In recent days, there has been an uproar in the progressive community over the Senate's decision to drop the public option from its health care bill in order to reach the crucial 60 votes needed to break a filibuster. Given that many liberals backed a single-payer, Medicare-for-all system, the public option was seen as a political compromise.
"I didn't campaign on the public option," President Obama told the Washington Post. But he touted the public option on his campaign website and spoke frequently in support of it during the first year of his presidency, citing its essential value in holding the private insurance industry accountable and providing competition:
– In the 2008 Obama-Biden health care plan on the campaign's website, candidate Obama promised that "any American will have the opportunity to enroll in [a] new public plan." [2008]
– During a speech at the American Medical Association, President Obama told thousands of doctors that one of the plans included in the new health insurance exchanges "needs to be a public option that will give people a broader range of choices and inject competition into the health care market." [6/15/09]
– While speaking to the nation during his weekly address, the President said that "any plan" he signs "must include…a public option." [7/17/09]
– During a conference call with progressive bloggers, the President said he continues "to believe that a robust public option would be the best way to go." [7/20/09]
– Obama told NBC's David Gregory that a public option "should be a part of this [health care bill]," while rebuking claims that the plan was "dead." [9/20/09]
Despite all this overt advocacy for the public option, it appears that Obama was reticent to apply the political pressure necessary to get the plan in the final hours of congressional negotiation. Sen. Joe Lieberman (I-CT) — who threatened to filibuster the creation of any new public plan or expansion of Medicare — told the Huffington Post that he "didn't really have direct input from the White House" on the public option and was never specifically asked to support it.
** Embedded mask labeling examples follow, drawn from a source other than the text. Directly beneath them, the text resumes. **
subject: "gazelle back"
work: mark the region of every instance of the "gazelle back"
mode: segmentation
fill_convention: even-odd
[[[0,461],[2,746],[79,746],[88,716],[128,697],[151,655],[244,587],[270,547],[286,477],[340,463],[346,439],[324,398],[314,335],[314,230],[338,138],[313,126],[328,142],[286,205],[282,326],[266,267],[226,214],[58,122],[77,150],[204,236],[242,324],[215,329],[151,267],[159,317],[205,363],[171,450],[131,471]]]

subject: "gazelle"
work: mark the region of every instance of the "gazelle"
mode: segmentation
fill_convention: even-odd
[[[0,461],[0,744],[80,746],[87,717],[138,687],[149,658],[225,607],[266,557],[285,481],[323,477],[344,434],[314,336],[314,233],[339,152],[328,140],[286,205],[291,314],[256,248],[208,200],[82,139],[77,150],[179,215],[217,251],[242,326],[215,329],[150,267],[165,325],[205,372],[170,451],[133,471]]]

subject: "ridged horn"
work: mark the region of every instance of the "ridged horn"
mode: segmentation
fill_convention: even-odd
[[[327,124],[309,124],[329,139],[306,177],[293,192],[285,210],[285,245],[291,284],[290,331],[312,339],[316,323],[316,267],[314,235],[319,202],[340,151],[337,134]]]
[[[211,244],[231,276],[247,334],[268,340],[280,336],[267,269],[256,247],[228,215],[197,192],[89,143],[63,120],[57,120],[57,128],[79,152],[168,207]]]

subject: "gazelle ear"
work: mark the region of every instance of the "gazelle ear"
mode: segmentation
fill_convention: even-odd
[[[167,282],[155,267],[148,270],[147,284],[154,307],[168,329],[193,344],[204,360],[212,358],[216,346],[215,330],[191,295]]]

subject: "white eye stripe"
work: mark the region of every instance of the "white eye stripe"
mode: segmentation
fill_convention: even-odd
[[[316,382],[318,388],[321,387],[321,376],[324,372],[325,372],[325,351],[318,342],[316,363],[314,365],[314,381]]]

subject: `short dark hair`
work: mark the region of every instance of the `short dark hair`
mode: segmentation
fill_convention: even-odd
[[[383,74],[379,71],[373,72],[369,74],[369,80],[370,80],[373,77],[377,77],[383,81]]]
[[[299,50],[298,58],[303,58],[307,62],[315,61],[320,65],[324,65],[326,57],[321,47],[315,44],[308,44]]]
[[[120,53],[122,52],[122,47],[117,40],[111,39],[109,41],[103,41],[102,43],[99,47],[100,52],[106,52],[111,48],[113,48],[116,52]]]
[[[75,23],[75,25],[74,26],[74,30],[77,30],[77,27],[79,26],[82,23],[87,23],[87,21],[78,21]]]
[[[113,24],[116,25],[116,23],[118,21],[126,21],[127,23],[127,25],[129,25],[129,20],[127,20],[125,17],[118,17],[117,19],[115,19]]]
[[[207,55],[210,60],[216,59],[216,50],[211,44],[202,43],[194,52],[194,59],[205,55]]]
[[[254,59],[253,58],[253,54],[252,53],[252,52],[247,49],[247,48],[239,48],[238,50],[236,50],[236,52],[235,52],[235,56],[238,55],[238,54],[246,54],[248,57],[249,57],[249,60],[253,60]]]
Sen. Russ Feingold (D-WI), one of the most ardent backers of public insurance, blamed the demise of the public option on a "lack of support from the administration." Rep. Anthony Weiner (D-NY) — perhaps the most visible defender of the public option in the entire health care debate — went even further, saying that Obama's lack of support for congressional progressives amounted to him being "half-pregnant" with the health insurance and drug industries.